L’Assemblée parlementaire du Conseil de l’Europe a adopté, mardi 8 avril, une Résolution appelant à riposter de manière coordonnée face à une ingérence étrangère qualifiée de « menace pour la sécurité démocratique en Europe » (141 voix pour, 13 contre, 4 abstentions).
« Cette ingérence cible les processus électoraux pour en fausser les résultats, érode la confiance du public dans les processus démocratiques et cherche à influencer la prise de position politique pour en tirer un avantage politique », a déclaré la rapportrice, Zanda Kalniņa-Lukaševica (PPE, lettone), en ouverture de débat.
La Russie figure au premier rang des « acteurs malveillants » opérant « à échelle industrielle » et elle est suivie, selon le rapport qui se réfère aux données du groupe Meta, par la Chine et par l’Iran.

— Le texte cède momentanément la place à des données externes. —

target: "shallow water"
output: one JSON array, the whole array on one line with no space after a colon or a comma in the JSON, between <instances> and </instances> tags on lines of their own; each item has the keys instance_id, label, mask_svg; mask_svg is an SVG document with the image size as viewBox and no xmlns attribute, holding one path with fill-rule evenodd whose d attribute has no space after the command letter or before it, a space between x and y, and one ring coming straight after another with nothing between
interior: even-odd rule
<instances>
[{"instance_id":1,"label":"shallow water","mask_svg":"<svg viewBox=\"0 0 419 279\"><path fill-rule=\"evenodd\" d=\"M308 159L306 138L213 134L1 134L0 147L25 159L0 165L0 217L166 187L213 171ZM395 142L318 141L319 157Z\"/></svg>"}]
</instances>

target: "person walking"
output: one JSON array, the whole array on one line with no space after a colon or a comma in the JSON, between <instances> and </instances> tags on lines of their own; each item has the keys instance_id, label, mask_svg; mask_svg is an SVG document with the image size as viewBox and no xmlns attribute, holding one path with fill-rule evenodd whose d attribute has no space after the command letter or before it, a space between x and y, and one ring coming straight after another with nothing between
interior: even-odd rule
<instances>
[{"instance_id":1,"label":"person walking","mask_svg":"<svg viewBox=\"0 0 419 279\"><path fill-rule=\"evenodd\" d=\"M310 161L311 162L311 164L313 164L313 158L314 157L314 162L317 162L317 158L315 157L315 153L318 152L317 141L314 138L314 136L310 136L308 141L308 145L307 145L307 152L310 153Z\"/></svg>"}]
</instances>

Une énumération qualifiée de « partiale et politiquement motivée » par le Chypriote George Loucaides, porte-parole de la GUE, qui a annoncé que son groupe ne voterait pas la Résolution.
« Le rapport ne dit rien de l’OTAN, des États-Unis et même de l’UE dans l’orchestration de changements de régime, le soutien à des alliés autoritaires ou l'utilisation de médias et de réseaux financiers pour manipuler les résultats politiques », a-t-il déclaré lors du débat.
Rappelant les ingérences attestées entre le Brexit (2016) et les élections moldaves et roumaines (2024), la Résolution insiste sur l’importance de « stratégies globales et intégrées » mobilisant la société tout entière.
Elle appelle les États à intégrer les menaces d’ingérence étrangère dans des cadres de sécurité nationale, à renforcer la coordination entre les agences de sécurité, y compris à l'international, et à adopter une définition opérationnelle de l’ingérence étrangère pour améliorer cette coordination.
Par ailleurs, le texte soutient le recours à « des sanctions ciblées et coordonnées ».
Autre élément : la lutte contre l’ingérence étrangère doit rester conforme aux normes des droits humains et ne pas entraver l’autonomie des organisations de la société civile, « qui jouent un rôle fondamental dans la promotion des valeurs démocratiques, de la responsabilité publique et de la cohésion sociale ».
Il ne s’agit pas de « faire taire les dissidents, restreindre la liberté de la presse ou limiter le travail des organisations indépendantes qui demandent des comptes aux gouvernements », a résumé la rapportrice en ciblant les législations inspirées par la loi russe sur les agents étrangers.
Appel est fait à se référer aux lignes directrices internationales dont dispose le Conseil de l’Europe en la matière ainsi qu’à la ratification de sa récente Convention-cadre sur l’Intelligence artificielle et les droits de l’homme, la démocratie et l’État de droit (Convention de Vilnius).
Autant d’instruments au service de valeurs dont Theodoros Rousopoulos, président de l’Assemblée, avait rappelé l’importance lundi 7 avril dans son discours d’ouverture de plénière.
« La démocratie est peut-être vieille, mais pas démodée. Et nombreux sont ceux qui, dans notre monde, se tournent vers l'Europe pour trouver le courage et la force de croire à nouveau en des principes et des valeurs tels que la démocratie, l'État de droit et les droits humains ».